Week 4 - Correlations and linear regression Flashcards
If a research question has the words “relationship between X and Y” or “after controlling for Z, is there an association between X and Y?”
What kind of statistical analysis would be appropriate for these questions?
Correlations and regression
What is a correlation?
A statistical technique for measuring the extent to which two variables are associated/ related.
Measures the pattern of responses across variables.
Assumes linear association between variables
Changes in one leads to predictable changes in another variable
Usually a bivariate association
How is an association/ relationship determined?
When changes in one variable can show persistent and predictable changes in other variables
Does correlation always mean causation?
No, because a third variable might be causing the observed associations
What is the range of values for a correlation
-1 (perfect negative) to +1 (perfect positive)
0 = no association therefore represents the null hypothesis
How s the significance of a correlation determined?
- sample size (n)
- alpha value (one (0.05) vs two-tailed (0.05)
- –> e.g. predicting one direction (positive or negative) or two direction
Which type of alpha has greater statistical power? one-tailed or two tailed?
A one-tailed test because it only tests in one direction (very confident hypothesis is in that direction - back up with theory)
What does variance measure?
How much the scores deviate from the mean of the distribution (one-variable)
variance = average squared distance from the mean
What does covariance measure?
How much TWO variables differ from the mean
instead of sum of squares, sum of cross products are observed
What are the problems with covariance?
How are they fixed?
UNIT OF MEASUREMENT - e.g. covariance of two variables might be measured in miles = 4.25 but then if converted to km the covariance is 11
–> standardise it (divide by the SD of both variables)
The standardised version of a covariance is known as the ____
correlation coefficient
- unaffected by units of measurement
- makes the variances equal
covariance = standardised/unstandardised
whereas Pearson correlation = standardised/unstandardised
covariance = unstandardised
Pearson correlation= standardised
What does Pearson Correlation tell us?
Direction + strength of linear relationship between two interval/ratio variables (continuous data)
What symbol denotes Pearson Correlation
r
r = strength and direction
What does the size/magnitude of ‘r’ denote?
degree to which points fit on a straight line. Closer to 1 = more straight line indicating a linear relationship
+1 positive relationship
-1 negative relationship
0 = no relationship/ two variables are independent of one another
What is a correlation matrix?
Represents each correlation between pairwise combination of variables.

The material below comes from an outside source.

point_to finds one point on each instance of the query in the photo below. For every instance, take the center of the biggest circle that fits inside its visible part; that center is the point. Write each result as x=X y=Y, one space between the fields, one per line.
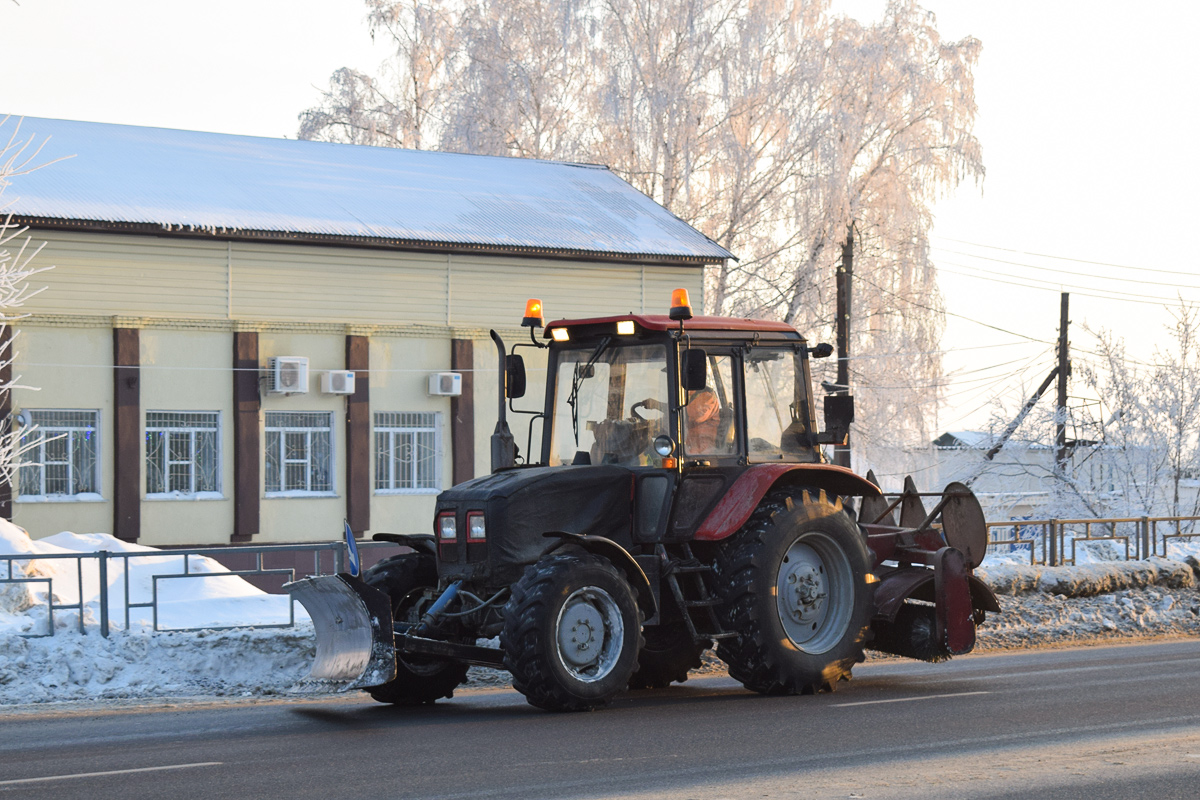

Can be used for descriptive statistics/ exploratory analysis
In a correlation matrix, each correlation is a separate test. What is the issue with multiple testing?
How can we fix this?
more tests (without seperate justifiable hypotheses) Increases the risk of a false positive
–> post hoc analysis = reporting associated found after data collection
What are the assumptions of a Pearson Correlation?
- Parametric test therefore is assumes variables are normally distributed
- linear association
- variables measured on an interval or ratio scale
How to deal with violation to the assumption of normality in a Pearson Correlation?
- if N >30, use CLT to justify preceding despite violation
- Spearman correlation
How to deal with violation to the assumption of linearity in a Pearson Correlation?
- If relationship is monotonic, use Spearman correlation
- Otherwise, transformation to achieve linearity
What are the two situations where you can use Spearman Correlation (r s or rho)
- to find the association between two ordinal variables (X & Y consist of ranks)
- to measure the consistency of direction of the association between two interval/ratio variables
- -> variables converted to ranks first before Spearman is used
- Measures the degree of monotonic relationship between variables
Do the Spearman Correlation Coefficient and Pearson Correlation Coefficient use the same formula?
Does this make the analysos more or less powerful?
yes, only the calculations are performed on ranked data instead in Spearman
Less powerful because data is lost during it’s conversion into ordinal data
What is a monotonic relatonship?
Assumption that even tho the data doesn’t fit on straight line, data points are generally going in the same direction.
As Pearson correlation assumes linearity, use can use Spearman if data is non-linear but monotonic (increasing in the same direction)
What do you use to find:
The proportion of variability in Y variable that can be attributed to variability in X
Coefficient of determination (r2/ r squared)
Shows how accurately one variable predicts the other